We sat around a cramped kitchen table; my feet barely reached the floor back then. Cold February sunlight filtered through the windows, but we didn’t really notice. It was MathCounts season, and we were in eighth grade—it was supposed to be the year that we qualified for state.
I was the only girl at the table. Three other guys made up the rest of the team, and there were days when I didn’t fit.
Our coach gave us M&M’s during a study break. I lined mine up in pairs of complementary colors, like the glossy-paged jewelry book I’d read a few days ago had suggested.
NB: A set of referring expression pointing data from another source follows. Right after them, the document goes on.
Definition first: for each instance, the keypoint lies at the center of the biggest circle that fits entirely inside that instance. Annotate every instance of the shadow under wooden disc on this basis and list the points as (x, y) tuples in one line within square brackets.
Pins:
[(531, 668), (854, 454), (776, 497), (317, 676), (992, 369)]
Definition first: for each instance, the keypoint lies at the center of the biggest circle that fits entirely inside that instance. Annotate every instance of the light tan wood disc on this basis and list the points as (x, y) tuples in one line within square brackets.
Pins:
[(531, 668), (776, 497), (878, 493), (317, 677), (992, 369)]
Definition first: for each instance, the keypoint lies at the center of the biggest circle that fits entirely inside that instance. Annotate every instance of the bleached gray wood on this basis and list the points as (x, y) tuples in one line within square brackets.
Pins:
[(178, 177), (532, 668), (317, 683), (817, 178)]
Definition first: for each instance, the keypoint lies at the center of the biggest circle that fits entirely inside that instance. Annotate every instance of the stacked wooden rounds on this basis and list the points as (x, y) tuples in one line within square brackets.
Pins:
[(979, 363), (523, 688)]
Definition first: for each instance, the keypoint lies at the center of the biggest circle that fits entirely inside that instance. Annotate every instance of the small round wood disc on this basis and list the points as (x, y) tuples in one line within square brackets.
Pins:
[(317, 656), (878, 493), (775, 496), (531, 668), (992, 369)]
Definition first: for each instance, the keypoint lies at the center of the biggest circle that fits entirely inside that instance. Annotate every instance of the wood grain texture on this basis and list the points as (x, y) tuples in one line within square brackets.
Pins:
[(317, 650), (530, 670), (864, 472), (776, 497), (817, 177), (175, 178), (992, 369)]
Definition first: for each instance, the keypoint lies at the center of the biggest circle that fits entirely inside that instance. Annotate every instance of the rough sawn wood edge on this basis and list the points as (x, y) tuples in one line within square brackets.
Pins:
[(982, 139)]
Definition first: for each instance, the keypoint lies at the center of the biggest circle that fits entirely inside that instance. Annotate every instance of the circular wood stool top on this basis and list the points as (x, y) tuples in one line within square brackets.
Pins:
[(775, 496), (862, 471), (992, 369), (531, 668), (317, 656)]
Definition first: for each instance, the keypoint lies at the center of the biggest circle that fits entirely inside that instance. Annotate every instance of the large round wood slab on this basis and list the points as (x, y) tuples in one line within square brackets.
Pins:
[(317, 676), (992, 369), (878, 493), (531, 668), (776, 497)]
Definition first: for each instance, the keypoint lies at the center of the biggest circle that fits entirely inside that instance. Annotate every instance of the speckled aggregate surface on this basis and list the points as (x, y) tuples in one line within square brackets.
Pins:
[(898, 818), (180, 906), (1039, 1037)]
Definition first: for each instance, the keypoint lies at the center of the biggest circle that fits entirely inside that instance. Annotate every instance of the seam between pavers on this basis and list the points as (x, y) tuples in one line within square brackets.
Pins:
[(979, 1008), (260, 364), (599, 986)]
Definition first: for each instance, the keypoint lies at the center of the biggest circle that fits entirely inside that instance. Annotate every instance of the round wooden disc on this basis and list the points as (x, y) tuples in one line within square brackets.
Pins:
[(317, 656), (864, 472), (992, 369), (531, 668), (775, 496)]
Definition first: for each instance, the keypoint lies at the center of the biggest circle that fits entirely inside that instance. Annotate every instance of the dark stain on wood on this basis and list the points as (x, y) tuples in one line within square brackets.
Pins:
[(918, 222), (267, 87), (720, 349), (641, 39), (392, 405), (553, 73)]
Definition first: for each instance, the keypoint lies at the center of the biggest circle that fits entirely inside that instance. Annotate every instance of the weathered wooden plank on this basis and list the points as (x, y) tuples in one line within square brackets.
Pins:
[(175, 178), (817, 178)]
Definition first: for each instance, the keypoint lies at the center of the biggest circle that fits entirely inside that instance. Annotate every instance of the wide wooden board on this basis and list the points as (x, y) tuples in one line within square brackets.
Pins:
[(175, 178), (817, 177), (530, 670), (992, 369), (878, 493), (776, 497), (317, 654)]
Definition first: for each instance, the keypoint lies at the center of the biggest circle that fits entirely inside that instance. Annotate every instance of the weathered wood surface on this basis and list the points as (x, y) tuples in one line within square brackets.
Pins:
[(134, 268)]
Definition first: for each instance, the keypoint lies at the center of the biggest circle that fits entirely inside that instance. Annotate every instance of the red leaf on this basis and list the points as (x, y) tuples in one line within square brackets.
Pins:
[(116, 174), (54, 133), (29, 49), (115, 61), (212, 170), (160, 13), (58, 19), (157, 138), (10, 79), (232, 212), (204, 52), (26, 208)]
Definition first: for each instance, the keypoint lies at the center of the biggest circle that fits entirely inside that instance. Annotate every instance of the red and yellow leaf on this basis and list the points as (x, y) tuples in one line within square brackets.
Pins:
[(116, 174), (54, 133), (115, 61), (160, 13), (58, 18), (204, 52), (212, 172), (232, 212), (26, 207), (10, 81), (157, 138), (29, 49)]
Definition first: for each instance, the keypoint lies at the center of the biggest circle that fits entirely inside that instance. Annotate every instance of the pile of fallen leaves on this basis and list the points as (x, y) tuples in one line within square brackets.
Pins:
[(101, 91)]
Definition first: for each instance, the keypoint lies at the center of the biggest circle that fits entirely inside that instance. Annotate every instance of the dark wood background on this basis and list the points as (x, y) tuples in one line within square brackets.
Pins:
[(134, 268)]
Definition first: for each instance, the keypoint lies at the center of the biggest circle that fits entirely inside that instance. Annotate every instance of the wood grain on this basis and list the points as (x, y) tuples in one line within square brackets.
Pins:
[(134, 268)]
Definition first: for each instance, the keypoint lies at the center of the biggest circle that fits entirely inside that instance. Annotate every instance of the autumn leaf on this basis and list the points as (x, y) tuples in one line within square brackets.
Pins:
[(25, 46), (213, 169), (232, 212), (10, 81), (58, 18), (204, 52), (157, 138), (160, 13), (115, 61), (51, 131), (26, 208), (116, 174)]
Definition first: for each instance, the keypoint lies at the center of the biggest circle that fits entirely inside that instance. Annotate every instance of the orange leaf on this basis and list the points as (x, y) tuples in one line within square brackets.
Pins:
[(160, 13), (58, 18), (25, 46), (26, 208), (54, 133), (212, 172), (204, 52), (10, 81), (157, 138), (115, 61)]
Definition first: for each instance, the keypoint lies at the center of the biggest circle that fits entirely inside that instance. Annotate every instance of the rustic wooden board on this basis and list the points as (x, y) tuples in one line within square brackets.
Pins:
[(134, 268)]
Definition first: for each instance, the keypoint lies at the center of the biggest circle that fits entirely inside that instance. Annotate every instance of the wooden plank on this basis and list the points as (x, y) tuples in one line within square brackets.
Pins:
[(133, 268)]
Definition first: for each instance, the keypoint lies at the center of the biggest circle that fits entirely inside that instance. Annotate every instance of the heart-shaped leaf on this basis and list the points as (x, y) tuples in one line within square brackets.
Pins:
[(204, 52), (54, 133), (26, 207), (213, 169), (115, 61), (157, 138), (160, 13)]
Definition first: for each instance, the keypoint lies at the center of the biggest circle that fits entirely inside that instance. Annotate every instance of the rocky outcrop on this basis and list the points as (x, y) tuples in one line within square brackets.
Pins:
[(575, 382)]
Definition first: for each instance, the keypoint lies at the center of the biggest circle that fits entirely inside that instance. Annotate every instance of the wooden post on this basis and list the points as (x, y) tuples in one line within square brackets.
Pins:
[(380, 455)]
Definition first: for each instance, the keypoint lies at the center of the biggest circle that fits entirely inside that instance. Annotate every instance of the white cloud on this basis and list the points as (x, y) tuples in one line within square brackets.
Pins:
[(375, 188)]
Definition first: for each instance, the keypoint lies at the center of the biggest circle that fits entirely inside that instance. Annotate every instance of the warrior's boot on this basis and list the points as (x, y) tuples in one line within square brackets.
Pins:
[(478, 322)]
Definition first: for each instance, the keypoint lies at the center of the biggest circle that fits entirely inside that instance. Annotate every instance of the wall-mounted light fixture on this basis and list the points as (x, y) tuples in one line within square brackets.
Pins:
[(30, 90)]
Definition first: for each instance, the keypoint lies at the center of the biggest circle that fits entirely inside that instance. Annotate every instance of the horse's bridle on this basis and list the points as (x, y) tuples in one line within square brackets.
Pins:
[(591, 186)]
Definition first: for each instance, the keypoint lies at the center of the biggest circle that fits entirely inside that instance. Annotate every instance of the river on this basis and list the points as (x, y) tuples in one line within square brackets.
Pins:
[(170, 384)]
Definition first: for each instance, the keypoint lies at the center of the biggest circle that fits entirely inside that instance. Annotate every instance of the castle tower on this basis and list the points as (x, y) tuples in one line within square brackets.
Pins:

Orange and blue, red and green, yellow and purple; they were on opposite sides of the color wheel, and they were supposed to clash with each other. It didn’t make sense to mix colors that didn’t match, but I put them together anyway. The book had told me to. They didn’t fit together, and I kind of liked that.
The other weekend, I watched the aftermath of the sunset. The sun was long gone, but the sky still glowed blue and orange. Out of habit I scanned the skyline, trying to find the point at which the colors clashed. I couldn’t.
The blue and the orange melted into each other, meeting in the middle in an ambiguous shade of neither. Blorange, or something. Even the name sounds gross, but I promise that the sky wasn’t. It was weird that two colors I’d firmly believed were polar opposites could coexist without clashing, but they did. They weren’t supposed to match, but the sky glowed and the sunset had just finished, and everything was blorange.
At one point I was a firm believer in things not fitting. One girl didn’t fit with three guys, and blue didn’t fit with orange. Really, though, they did.